B-38 Free Communication/Poster - Resistance Exercise: JUNE 1, 2011 1:00 PM - 6:00 PM: ROOM: Hall B
The American College of Sports Medicine and the United States Department of Health and Human Services recommend that healthy adults, under 65 years of age, complete a strength training routine that includes core exercises twice a week. They specifically advocate core training as a means to improve stability, reduce injury, and maintain mobility. There are countless exercises that target the primary core trunk muscles (abdominal and lumbar) with the aim of providing these benefits. However, it is unknown which exercises elicit the greatest activation thereby maximizing strength and functional gains.
PURPOSE: To determine whether core exercises that require activation of the distal trunk muscles (deltoid and gluteal) elicit greater activation of primary trunk muscles in comparison to core exercises that only require activation of the primary trunk muscles.

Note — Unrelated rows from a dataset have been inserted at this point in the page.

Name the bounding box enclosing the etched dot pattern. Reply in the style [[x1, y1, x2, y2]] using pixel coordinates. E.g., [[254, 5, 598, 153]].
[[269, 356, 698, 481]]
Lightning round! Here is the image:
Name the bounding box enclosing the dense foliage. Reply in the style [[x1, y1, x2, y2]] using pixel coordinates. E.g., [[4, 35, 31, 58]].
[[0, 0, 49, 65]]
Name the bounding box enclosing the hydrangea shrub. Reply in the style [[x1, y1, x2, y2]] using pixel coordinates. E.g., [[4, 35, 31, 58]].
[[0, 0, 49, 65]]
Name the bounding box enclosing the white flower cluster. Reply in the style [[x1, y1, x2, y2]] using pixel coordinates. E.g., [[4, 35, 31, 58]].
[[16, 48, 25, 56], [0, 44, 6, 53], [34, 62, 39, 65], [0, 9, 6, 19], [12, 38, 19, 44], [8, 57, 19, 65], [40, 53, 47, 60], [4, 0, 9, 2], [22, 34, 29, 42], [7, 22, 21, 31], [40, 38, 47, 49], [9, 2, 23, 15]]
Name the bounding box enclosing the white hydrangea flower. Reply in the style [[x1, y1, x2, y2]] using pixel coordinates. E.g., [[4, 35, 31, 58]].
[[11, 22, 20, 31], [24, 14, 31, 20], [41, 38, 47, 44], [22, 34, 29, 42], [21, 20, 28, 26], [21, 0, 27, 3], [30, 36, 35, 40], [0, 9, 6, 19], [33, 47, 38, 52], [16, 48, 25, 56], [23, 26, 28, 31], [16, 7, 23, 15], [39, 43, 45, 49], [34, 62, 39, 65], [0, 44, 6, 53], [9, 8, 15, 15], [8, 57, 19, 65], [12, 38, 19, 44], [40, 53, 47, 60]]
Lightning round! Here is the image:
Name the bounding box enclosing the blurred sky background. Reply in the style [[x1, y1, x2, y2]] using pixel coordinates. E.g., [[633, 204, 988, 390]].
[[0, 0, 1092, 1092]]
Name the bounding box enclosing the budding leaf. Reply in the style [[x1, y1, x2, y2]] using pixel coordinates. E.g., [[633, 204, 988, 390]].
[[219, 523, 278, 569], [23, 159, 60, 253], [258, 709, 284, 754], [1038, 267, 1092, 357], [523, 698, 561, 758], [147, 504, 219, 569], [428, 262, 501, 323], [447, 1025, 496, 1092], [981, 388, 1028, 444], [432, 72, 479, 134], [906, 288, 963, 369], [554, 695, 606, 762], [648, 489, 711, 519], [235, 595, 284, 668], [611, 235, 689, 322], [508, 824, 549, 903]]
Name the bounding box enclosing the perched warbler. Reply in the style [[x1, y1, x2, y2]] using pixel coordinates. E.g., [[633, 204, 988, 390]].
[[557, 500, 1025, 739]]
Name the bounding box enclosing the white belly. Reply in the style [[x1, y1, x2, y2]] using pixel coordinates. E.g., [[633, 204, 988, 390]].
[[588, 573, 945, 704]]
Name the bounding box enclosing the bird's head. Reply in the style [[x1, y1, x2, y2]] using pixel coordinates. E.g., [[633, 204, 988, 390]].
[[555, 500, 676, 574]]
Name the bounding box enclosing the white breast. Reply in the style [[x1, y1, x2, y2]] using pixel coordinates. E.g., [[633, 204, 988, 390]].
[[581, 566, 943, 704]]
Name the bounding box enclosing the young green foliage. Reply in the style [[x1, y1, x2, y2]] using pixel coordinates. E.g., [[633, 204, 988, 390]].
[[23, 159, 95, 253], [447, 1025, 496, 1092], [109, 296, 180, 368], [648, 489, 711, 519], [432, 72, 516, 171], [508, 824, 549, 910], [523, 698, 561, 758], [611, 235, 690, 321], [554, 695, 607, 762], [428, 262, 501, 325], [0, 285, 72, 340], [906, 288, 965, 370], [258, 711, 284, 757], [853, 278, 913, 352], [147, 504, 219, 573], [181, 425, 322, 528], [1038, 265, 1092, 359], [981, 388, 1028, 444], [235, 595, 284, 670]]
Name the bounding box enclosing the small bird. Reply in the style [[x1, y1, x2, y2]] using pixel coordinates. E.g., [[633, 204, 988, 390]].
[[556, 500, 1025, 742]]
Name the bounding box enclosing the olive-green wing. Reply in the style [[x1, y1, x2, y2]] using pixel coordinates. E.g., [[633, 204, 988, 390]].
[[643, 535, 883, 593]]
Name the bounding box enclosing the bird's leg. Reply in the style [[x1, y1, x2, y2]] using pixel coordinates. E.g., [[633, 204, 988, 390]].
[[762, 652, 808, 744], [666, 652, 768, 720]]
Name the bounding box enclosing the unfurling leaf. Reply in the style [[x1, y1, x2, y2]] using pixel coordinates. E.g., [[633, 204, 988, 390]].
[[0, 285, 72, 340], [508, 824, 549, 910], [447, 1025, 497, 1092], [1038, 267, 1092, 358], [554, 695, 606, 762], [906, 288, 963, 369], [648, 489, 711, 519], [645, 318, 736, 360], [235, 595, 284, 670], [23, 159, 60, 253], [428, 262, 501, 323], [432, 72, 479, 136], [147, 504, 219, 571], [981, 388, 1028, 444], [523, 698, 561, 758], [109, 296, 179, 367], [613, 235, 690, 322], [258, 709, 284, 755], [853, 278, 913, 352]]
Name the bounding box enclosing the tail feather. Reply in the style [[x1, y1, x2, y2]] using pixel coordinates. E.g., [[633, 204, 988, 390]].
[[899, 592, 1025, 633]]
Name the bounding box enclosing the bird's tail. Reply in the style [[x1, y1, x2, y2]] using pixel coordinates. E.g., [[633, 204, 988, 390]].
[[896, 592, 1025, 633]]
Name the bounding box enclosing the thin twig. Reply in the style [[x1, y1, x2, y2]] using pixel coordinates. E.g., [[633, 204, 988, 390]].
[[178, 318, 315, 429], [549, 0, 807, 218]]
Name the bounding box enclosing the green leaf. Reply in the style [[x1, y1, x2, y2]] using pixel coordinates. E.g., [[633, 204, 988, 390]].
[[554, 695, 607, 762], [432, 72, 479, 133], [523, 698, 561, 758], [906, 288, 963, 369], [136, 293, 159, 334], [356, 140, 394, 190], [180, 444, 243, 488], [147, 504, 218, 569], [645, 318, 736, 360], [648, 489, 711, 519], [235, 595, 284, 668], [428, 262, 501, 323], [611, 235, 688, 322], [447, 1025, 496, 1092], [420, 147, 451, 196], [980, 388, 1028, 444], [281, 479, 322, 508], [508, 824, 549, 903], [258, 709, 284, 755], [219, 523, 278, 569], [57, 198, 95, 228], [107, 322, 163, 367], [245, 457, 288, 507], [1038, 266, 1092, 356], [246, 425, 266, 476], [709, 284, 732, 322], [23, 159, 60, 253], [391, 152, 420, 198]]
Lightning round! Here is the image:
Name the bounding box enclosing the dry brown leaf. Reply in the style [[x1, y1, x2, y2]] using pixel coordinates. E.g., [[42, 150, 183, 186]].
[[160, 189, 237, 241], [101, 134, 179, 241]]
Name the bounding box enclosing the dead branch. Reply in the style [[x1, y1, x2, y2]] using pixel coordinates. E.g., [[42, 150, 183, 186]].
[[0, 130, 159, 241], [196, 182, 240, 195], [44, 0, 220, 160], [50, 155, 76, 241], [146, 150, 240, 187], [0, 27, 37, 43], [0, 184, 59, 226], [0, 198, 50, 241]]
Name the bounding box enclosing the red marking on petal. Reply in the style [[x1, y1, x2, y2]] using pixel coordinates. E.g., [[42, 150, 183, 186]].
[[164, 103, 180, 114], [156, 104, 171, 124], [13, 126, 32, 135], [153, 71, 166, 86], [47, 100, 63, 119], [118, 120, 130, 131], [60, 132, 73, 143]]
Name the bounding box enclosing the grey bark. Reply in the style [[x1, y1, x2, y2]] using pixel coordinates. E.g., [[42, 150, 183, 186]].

METHODS: Fourteen participants, 7 men and 7 women, completed 16 randomly assigned exercises (for example, traditional trunk flexion, upper locust trunk extension, unilateral standing balance, and forearm plank variations). Each exercise was performed for 10 repetitions at a cadence of 15 repetitions per minute with the exception of the balance poses, which were performed statically for 20 seconds. Therefore, all the exercises were analyzed during a 20 second period. We measured surface electromyography of the anterior deltoid, rectus abdominus, external abdominal oblique, lumbar erector spinae, and gluteus maximus. In order to determine if the muscle activation differed between exercises, we normalized the active muscle periods, performed a repeated-measures ANOVA and defined the statistical significance at p < 0.05.
RESULTS: Activation of the abdominal and lumbar muscles was greatest during the exercises that required activation of deltoid and gluteal muscles. For instance, the forearm plank variations required over two times the average activity of the rectus abdominus, external abdominal oblique, and lumbar erector spinae compared to a traditional trunk flexion and extension exercise (p = 0.02).
CONCLUSIONS: When completing the core strength guidelines, a routine that incorporates the activation of distal trunk musculature would be optimal in terms of maximizing strength, improving stability, reducing injury, and maintaining mobility.